Transition in MBA hiring

Today the Financial Times reports on post-MBA hiring statistics.

The big mover is Amazon, who hired MBA graduates “in the high hundreds” across the world, an increase of 30 per cent over last year.

They also disclose starting salaries, and they are $137,000 for a programme manager to $180,000 for a senior product manager, including signing bonuses (according to Transparent Career). This compares with an average for consultancy positions of $165,000, and $170,000 for those taking jobs at investment banks. Good money, but don’t forget to divide it by the number of hours worked.

This development is consistent with what I have observed in the post-MBA job market. Finance and investment banking are not being explicitly targeted by students as they once were. While consulting remains popular, current MBA students usually are targeting a niche within consulting, such as sustainability,  M&A of a certain sector, big data or disruptive finance.

A former GMAT student was just hired by Amazon, and it was his dream job, so we followed the process very closely. The selection process is rigorous and there is a standard testing component that is not so different from GMAT. Unlike consulting, which uses the actual GMAT, Amazon has their own testing methods– which are not so different from GMAT. Amazon is a good opportunity for new MBAs so there are many more applicants than places.

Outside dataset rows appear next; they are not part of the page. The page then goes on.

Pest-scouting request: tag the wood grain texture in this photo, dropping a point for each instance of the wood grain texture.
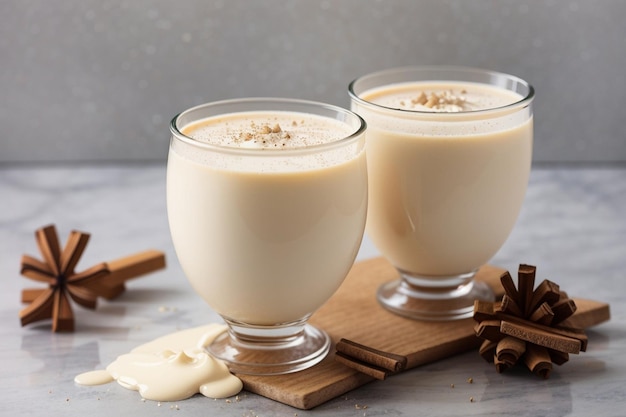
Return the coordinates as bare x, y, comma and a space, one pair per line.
354, 314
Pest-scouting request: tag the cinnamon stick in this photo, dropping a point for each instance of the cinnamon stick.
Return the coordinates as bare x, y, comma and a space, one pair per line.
365, 368
509, 350
538, 361
541, 337
377, 358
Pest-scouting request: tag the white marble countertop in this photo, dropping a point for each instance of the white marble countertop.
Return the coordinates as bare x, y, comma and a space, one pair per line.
572, 226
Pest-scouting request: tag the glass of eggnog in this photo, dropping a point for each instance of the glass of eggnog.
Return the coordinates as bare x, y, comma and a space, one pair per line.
267, 201
449, 153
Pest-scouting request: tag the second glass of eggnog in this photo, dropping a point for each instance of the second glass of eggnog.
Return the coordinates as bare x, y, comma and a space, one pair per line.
449, 153
267, 201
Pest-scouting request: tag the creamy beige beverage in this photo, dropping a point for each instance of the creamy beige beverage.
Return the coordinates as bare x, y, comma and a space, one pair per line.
447, 183
171, 368
268, 239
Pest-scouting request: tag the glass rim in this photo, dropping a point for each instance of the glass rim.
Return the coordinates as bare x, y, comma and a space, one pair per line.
277, 101
521, 103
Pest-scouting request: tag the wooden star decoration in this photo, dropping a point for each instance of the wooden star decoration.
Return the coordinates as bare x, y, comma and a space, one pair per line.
57, 270
528, 325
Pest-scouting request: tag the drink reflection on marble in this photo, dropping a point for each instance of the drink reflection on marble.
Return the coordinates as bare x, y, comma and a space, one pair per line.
449, 152
267, 200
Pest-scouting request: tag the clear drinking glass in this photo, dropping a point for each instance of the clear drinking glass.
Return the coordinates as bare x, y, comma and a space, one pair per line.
448, 172
267, 218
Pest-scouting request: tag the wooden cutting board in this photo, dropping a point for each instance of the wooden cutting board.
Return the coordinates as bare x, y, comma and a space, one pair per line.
354, 313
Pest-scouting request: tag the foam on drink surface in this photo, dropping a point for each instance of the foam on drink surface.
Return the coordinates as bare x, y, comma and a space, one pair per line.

Amazon is in a big push to enter new markets and disrupt the status quo. This provides opportunities for MBAs to experience high-level entrepreneurship while being paid a salary, and with world-class infrastructure and mentoring systems in place.

Now, to access this opportunity, you will need:

  1. a high GMAT score. The collective GMAT scores at the top schools are over 700.
  2. acceptance to a top school. With a few notable exceptions, Amazon and co. don’t recruit at middle tier schools.